Sommerzeit ist Urlaubszeit – kleiner Floskel-Scherz. Aber tatsächlich zieht es viele gerade in die Ferne. Besonders gern wird mit der neuen Flamme verreist, die man sich während Corona über eine Dating-App angelacht hat. So suggeriert es zumindest meine Instagram-Timeline. Bei all dem jungen Liebesglück auf Mallorca kam ich ins Grübeln. Wie lief mein erster Urlaub mit Freund eigentlich? Ach ja, richtig! Es war eine einzige Katastrophe.
Der erste Urlaub mit Freund oder: Die Erwartungsfalle
Zu hohe Erwartungen an mich, mein Umfeld und das gesamte Leben zu stellen, ist mein Spezialgebiet. Erfahrungsgemäß bin ich damit aber gerade unter weiblichen Leserinnen nicht allein. Deshalb denke ich, schadet es nicht, einmal die Geschichte von meinem ersten Urlaub mit Freund zu erzählen. Wir sprechen dabei von meinem jetzigen Partner, der zwar nicht mein erster Freund ist, aber der erste, mit dem ich richtigen Urlaub mache.
Der erste Urlaub mit eben diesem Freund war ein Geschenk zu Weihnachten im ersten Jahr unserer Beziehung. Ein Wochenendtrip nach Italien (Ja, wir sind für zwei Tage nach Italien geflogen, weil wir vor sechs Jahren kleine Umweltschweine waren, aber es heute besser wissen). Jedenfalls war ich natürlich hin und weg und stand zudem ziemlich blöd da mit meinem Geschenk. Dabei handelte es sich nämlich um eine 13€-Handy-Halterung fürs Auto von Amazon. Daran sieht man ganz schön, dass manche Menschen in Beziehungen erst noch etwas wachsen müssen. Sei’s drum.
Wir flogen also nach Rom. Das Hotel – Entschuldigung, das Bed & Breakfast hatten wir zusammen ausgesucht. Es war nicht superbillig, aber preislich im Rahmen. Er musste schließlich alles bezahlen (es war ja ein Geschenk) und arbeitete selbst erst seit einigen Monaten Vollzeit. Wie das nun mal so ist, entsprachen allerdings die Bilder auf der Webseite nicht ganz der Realität des Zimmers. Also eigentlich gar nicht. Tatsächlich hatte ich ab dem Moment des Ankommens sehr, sehr schlechte Laune.
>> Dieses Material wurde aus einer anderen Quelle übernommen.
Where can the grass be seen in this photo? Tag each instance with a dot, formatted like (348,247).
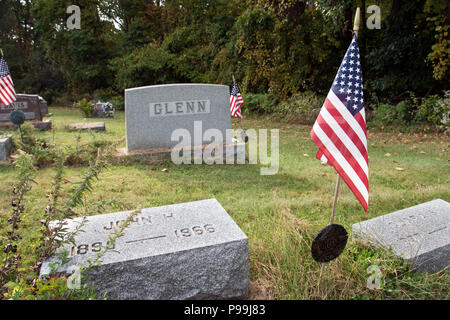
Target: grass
(280,214)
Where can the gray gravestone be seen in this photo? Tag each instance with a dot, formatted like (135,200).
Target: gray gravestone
(6,145)
(185,251)
(420,234)
(154,112)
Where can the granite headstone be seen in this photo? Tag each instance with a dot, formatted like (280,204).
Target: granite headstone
(6,145)
(419,234)
(185,251)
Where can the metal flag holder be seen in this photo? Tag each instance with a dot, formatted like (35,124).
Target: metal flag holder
(244,135)
(331,241)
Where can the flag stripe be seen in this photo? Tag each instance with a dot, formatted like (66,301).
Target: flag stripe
(342,151)
(349,118)
(8,96)
(340,129)
(346,129)
(340,163)
(341,172)
(342,140)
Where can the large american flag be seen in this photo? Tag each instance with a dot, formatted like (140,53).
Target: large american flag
(7,92)
(236,101)
(340,129)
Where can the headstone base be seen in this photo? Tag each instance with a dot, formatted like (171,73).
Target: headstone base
(419,235)
(39,125)
(187,251)
(236,149)
(94,126)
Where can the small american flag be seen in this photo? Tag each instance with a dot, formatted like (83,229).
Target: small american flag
(236,101)
(7,92)
(340,129)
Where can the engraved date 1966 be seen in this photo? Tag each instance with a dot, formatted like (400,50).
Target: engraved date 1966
(195,231)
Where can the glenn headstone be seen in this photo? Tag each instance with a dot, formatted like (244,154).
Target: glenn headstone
(185,251)
(154,112)
(419,234)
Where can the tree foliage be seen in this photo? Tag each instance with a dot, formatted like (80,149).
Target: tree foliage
(280,47)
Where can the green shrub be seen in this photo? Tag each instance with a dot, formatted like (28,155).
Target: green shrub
(435,110)
(301,108)
(118,102)
(432,111)
(85,106)
(256,103)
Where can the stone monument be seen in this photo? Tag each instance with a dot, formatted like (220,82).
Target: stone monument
(185,251)
(153,113)
(32,107)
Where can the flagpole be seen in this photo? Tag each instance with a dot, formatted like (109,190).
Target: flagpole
(338,182)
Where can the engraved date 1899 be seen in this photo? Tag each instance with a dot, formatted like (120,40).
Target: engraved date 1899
(195,231)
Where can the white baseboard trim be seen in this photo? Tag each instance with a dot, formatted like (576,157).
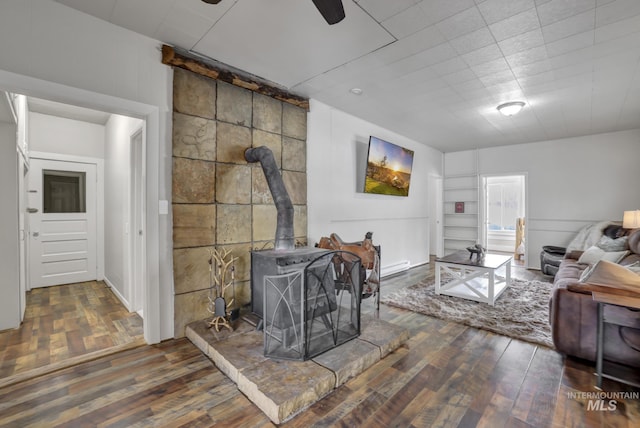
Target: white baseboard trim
(117,293)
(395,268)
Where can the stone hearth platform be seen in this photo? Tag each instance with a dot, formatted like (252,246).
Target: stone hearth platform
(282,388)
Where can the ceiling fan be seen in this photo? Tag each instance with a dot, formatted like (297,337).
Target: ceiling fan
(331,10)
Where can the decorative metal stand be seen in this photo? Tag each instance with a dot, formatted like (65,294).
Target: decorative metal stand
(221,263)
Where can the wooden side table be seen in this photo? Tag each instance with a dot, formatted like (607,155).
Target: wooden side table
(604,299)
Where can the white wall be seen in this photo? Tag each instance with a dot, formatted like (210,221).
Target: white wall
(50,51)
(336,163)
(118,131)
(9,249)
(570,182)
(51,134)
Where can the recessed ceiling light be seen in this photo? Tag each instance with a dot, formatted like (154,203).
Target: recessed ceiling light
(511,108)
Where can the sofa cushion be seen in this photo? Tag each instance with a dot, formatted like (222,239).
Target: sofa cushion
(569,273)
(594,254)
(618,244)
(634,242)
(611,277)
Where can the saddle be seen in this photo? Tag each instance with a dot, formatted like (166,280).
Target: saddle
(364,249)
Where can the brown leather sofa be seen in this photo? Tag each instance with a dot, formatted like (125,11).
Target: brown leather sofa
(573,314)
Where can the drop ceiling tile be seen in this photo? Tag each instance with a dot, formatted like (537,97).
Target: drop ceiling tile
(441,10)
(527,57)
(472,41)
(415,43)
(571,43)
(315,48)
(558,10)
(490,67)
(532,69)
(406,22)
(619,10)
(461,23)
(460,76)
(518,24)
(182,27)
(495,79)
(143,16)
(384,9)
(618,29)
(450,66)
(569,27)
(522,42)
(103,9)
(485,54)
(497,10)
(529,83)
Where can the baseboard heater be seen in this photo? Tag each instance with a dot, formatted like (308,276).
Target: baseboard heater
(395,268)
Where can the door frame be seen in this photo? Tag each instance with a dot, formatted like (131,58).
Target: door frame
(99,164)
(482,208)
(159,278)
(137,225)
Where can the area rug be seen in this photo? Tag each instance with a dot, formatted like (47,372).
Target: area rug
(521,312)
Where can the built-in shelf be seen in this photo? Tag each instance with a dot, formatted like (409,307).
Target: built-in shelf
(460,229)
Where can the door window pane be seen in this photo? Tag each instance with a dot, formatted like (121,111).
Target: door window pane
(63,192)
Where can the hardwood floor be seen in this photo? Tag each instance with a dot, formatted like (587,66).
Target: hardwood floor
(446,375)
(65,324)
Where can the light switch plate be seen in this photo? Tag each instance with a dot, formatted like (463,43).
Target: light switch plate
(163,207)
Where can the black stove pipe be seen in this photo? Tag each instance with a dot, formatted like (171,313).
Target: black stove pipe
(284,226)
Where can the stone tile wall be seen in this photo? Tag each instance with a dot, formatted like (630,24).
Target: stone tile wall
(220,200)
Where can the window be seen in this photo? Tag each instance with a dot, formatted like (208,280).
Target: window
(63,192)
(504,202)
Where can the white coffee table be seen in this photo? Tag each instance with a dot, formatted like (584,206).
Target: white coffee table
(474,279)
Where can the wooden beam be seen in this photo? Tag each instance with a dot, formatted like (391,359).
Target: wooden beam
(177,59)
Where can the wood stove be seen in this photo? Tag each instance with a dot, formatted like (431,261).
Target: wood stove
(300,294)
(307,312)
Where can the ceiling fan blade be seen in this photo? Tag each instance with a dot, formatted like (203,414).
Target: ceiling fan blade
(331,10)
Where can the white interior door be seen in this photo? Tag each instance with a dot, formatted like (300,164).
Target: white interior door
(63,225)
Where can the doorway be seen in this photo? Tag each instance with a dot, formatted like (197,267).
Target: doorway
(136,223)
(62,203)
(504,214)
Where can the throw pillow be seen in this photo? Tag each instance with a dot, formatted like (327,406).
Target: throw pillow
(584,277)
(594,254)
(608,274)
(609,244)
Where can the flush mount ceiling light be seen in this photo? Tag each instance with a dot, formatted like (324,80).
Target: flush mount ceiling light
(510,109)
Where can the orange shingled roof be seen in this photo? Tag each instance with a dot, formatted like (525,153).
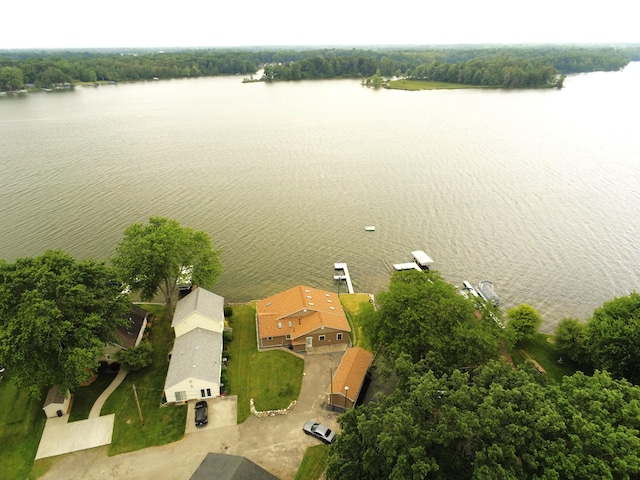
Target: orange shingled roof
(298,311)
(351,372)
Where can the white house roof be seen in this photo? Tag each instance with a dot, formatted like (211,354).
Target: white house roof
(196,354)
(204,302)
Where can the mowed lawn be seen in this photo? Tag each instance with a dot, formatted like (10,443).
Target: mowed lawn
(273,378)
(354,304)
(161,424)
(21,424)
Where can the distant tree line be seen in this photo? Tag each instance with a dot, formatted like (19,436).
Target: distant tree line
(477,65)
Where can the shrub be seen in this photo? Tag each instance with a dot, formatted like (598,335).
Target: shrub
(137,357)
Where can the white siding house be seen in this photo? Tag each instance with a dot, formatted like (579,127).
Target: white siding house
(196,360)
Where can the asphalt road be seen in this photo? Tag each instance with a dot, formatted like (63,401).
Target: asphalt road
(275,443)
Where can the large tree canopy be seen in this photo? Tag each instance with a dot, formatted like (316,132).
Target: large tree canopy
(425,317)
(524,321)
(55,315)
(151,257)
(494,422)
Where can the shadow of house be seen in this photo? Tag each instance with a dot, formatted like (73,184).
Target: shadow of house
(127,336)
(230,467)
(302,319)
(349,378)
(56,404)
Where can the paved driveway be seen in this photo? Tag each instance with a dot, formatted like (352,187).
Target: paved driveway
(276,443)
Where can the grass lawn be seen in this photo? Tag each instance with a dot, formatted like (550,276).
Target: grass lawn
(21,424)
(425,85)
(161,424)
(273,379)
(85,397)
(353,304)
(543,351)
(314,463)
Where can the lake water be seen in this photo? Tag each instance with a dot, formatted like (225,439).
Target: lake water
(538,190)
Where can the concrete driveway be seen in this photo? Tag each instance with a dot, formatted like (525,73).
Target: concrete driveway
(276,443)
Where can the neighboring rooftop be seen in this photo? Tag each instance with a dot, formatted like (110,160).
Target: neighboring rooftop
(196,354)
(351,373)
(202,301)
(283,313)
(230,467)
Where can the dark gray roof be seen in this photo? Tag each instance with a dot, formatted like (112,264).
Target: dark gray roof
(202,301)
(230,467)
(196,354)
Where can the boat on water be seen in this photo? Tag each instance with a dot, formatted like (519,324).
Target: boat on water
(485,289)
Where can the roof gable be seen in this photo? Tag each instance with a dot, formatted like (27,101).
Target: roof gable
(230,467)
(351,372)
(298,311)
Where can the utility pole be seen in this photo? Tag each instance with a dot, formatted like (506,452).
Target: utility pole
(135,394)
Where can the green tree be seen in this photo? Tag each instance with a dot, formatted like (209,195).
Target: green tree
(524,321)
(55,315)
(614,337)
(11,78)
(137,357)
(151,256)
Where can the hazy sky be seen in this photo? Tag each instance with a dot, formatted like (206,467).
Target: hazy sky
(190,23)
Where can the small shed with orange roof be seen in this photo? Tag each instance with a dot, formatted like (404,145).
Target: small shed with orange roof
(349,378)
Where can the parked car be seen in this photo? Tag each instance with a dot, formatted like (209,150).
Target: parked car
(319,431)
(202,413)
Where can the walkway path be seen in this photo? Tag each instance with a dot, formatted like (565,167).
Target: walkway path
(60,436)
(97,406)
(275,443)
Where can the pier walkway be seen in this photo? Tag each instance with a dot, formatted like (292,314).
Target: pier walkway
(345,275)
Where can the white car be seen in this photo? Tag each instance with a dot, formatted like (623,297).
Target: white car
(319,431)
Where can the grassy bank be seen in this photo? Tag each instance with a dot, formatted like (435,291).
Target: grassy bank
(353,304)
(161,424)
(21,424)
(542,349)
(314,463)
(273,379)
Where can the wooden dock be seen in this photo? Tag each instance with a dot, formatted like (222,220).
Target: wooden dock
(342,267)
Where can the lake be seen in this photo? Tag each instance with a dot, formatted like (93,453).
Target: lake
(536,190)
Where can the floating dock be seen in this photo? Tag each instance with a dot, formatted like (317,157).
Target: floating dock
(344,276)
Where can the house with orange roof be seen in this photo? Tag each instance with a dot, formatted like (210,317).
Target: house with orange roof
(349,378)
(302,319)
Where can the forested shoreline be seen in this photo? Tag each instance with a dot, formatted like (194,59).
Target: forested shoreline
(497,66)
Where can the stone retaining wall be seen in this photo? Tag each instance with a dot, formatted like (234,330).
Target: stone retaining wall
(270,413)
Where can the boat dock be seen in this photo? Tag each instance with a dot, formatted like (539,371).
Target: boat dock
(344,276)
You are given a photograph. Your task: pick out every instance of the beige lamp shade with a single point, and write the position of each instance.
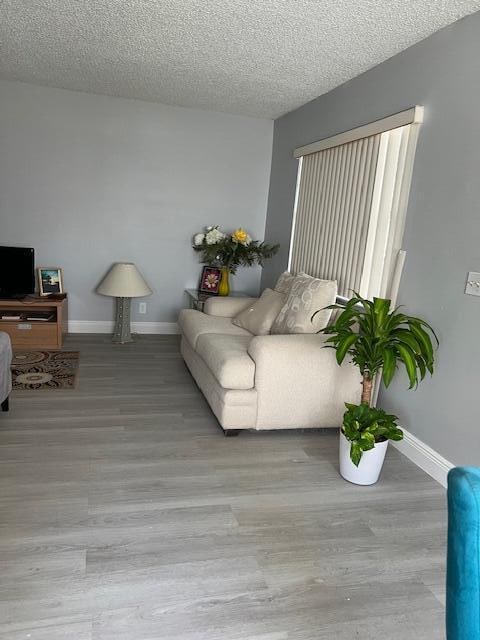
(124, 280)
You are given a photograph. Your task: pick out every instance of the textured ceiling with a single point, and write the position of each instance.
(253, 57)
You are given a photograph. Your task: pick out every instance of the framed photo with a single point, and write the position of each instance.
(210, 280)
(50, 280)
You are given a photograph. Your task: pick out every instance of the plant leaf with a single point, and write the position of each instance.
(355, 453)
(408, 358)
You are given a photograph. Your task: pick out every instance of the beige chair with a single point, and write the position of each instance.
(264, 382)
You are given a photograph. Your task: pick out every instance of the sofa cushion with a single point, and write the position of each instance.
(227, 358)
(307, 295)
(195, 323)
(259, 316)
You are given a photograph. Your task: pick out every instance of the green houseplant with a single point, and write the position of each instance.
(377, 340)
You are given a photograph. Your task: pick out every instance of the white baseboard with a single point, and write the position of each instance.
(106, 326)
(424, 457)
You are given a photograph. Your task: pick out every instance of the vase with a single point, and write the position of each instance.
(224, 286)
(369, 467)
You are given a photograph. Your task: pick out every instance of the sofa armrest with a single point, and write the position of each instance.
(299, 382)
(226, 307)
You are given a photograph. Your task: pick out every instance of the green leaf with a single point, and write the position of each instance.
(424, 340)
(389, 366)
(406, 337)
(344, 346)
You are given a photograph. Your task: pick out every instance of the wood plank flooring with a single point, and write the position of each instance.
(125, 514)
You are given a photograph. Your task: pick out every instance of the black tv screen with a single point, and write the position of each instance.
(17, 271)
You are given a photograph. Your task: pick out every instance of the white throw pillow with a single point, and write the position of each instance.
(259, 317)
(307, 295)
(284, 283)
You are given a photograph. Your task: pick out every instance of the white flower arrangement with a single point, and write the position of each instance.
(231, 250)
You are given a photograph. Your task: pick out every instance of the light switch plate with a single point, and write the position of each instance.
(472, 288)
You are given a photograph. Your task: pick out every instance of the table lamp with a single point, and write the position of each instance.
(124, 282)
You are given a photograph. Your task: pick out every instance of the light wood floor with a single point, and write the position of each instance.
(125, 514)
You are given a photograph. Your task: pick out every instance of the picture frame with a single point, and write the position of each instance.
(50, 280)
(210, 281)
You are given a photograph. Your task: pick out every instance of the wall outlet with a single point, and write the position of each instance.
(472, 288)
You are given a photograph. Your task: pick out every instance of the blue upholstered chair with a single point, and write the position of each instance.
(463, 557)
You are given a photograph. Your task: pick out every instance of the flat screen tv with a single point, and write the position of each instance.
(17, 272)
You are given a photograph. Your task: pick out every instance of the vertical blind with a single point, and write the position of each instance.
(351, 202)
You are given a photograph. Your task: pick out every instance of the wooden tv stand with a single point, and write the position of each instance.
(28, 333)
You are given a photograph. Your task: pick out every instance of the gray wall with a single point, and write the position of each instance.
(442, 236)
(89, 180)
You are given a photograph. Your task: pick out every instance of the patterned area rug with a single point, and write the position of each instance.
(44, 369)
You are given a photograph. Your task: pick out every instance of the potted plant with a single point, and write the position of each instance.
(377, 341)
(230, 251)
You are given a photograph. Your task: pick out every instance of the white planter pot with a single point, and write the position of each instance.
(369, 467)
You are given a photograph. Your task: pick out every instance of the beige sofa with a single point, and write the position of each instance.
(263, 382)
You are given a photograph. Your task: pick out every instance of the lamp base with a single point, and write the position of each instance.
(121, 332)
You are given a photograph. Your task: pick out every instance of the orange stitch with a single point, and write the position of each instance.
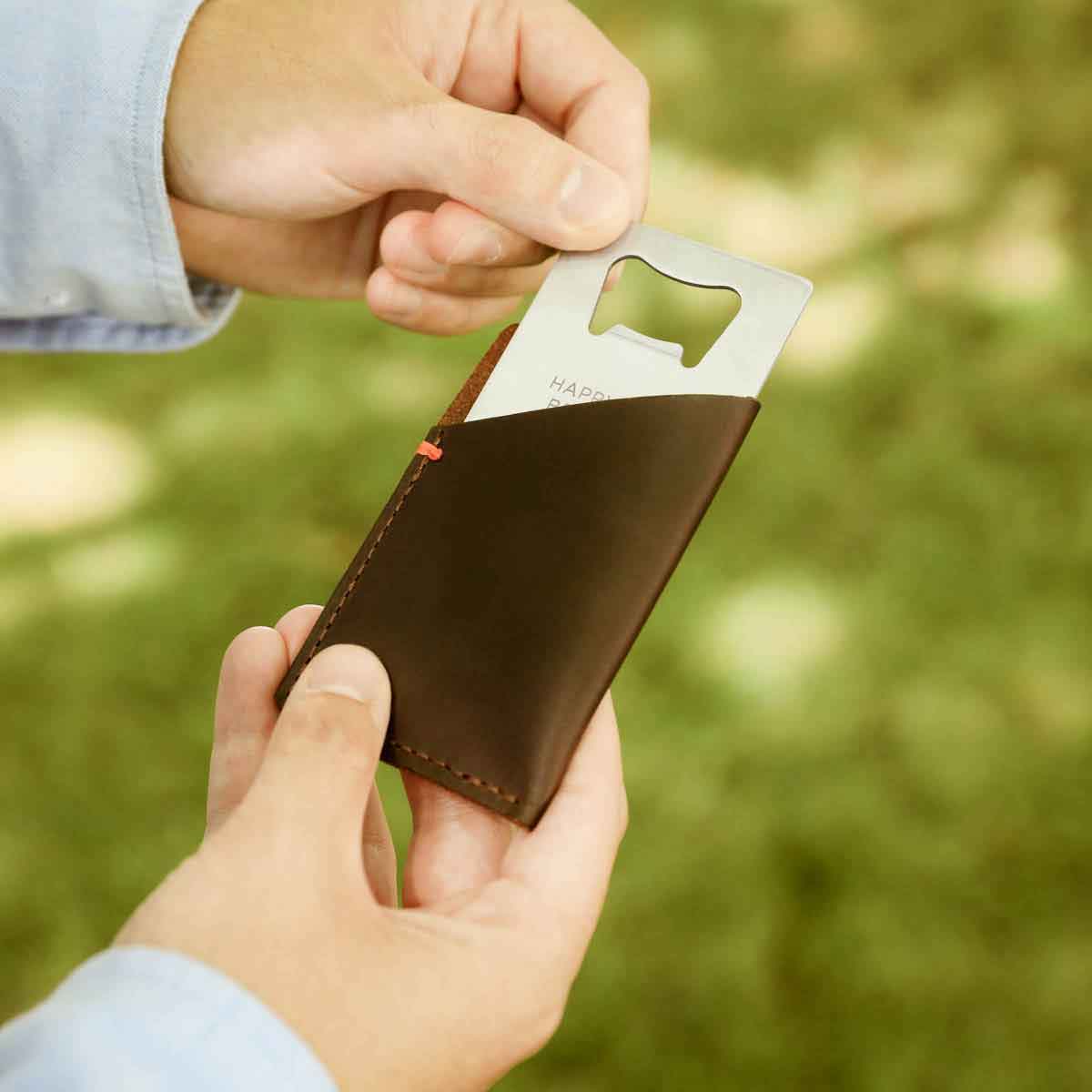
(364, 565)
(496, 790)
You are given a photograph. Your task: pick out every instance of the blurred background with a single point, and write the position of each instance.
(858, 726)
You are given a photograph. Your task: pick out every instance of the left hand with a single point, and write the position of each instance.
(293, 893)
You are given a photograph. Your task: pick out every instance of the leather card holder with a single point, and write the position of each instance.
(505, 581)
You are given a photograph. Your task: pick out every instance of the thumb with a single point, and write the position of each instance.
(320, 763)
(516, 173)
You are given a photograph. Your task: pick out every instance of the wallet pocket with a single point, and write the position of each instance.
(505, 581)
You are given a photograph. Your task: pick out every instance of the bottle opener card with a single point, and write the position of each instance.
(623, 364)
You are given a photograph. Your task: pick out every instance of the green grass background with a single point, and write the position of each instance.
(861, 849)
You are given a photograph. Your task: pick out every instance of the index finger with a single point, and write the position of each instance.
(577, 81)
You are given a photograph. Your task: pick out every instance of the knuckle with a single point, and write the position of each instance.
(642, 87)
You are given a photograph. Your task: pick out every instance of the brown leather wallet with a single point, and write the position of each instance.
(505, 582)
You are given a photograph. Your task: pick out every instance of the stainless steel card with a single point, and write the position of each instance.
(554, 359)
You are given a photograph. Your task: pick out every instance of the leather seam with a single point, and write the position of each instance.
(470, 778)
(350, 589)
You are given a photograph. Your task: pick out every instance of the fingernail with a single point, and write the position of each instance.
(342, 672)
(478, 246)
(402, 299)
(591, 196)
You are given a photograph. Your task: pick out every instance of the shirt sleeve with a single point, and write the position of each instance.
(142, 1018)
(88, 254)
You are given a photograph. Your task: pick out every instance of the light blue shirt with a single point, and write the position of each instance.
(88, 254)
(90, 261)
(145, 1020)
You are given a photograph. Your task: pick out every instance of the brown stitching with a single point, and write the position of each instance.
(496, 790)
(347, 595)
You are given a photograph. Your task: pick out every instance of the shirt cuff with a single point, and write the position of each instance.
(88, 254)
(151, 1019)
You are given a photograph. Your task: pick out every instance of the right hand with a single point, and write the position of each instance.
(427, 156)
(293, 891)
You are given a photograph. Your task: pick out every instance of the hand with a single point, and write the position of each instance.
(427, 156)
(293, 891)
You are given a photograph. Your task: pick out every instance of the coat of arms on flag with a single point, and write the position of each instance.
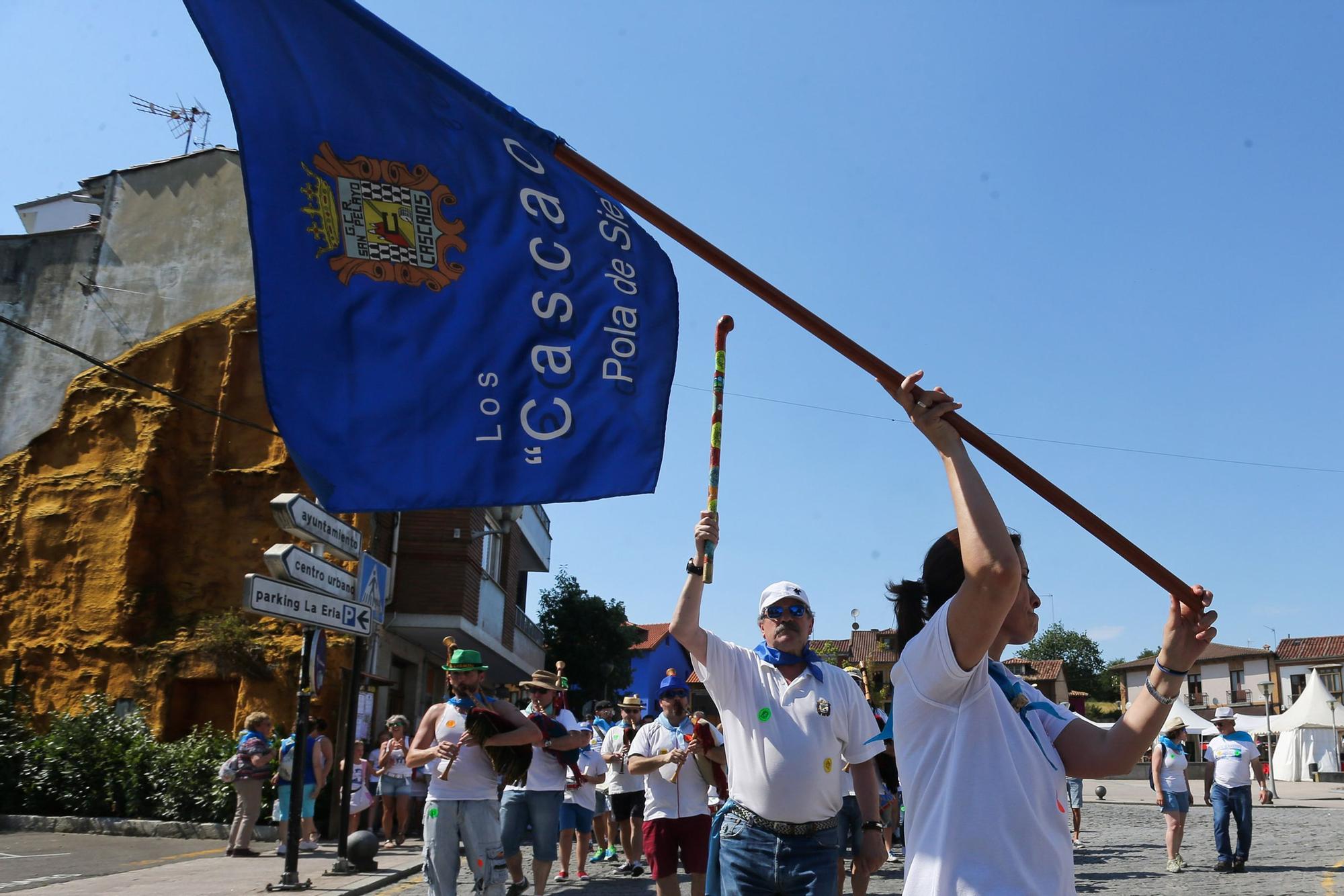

Da ist die Erwartungsfalle das erste Mal zugeschnappt. Mein Fehler war, dass ich mich nicht über die Tatsache gefreut habe, meinen ersten Urlaub mit Freund in Rom zu verbringen. Sondern dass ich mich stattdessen über die hässliche B&B-Einrichtung geärgert habe.
Und das Schlimmste daran: Ich hab’s meinen Freund spüren lassen. Dass er sich so viel Mühe gegeben hatte, das perfekte erste Weihnachtsgeschenk für mich zu finden und dass dieses Zimmer, so hässlich es war, viel Geld gekostet hat, habe ich schlicht nicht sehen können. Retrospektiv ärgere ich mich extrem darüber, dass ich damals nicht einfach jeden Aspekt der Reise genossen habe.
Die unendliche Urlaubs-Harmonie gibt es nicht. Höchstens auf Instagram
Und da gehts auch schon weiter in Sachen Erwartungs-Management. Niemand sollte von seinem ersten Urlaub mit dem Freund oder der Freundin grenzenlose Harmonie und romantische Gefühle ohne Ende erwarten. Das könnt ihr euch für Hollywood oder Instagram aufheben. Die Realität besteht viel eher aus 36 Grad im Schatten, lange Schlangen vor Sehenswürdigkeiten und Uneinigkeit darüber, ob Pizza oder Pasta gegessen wird.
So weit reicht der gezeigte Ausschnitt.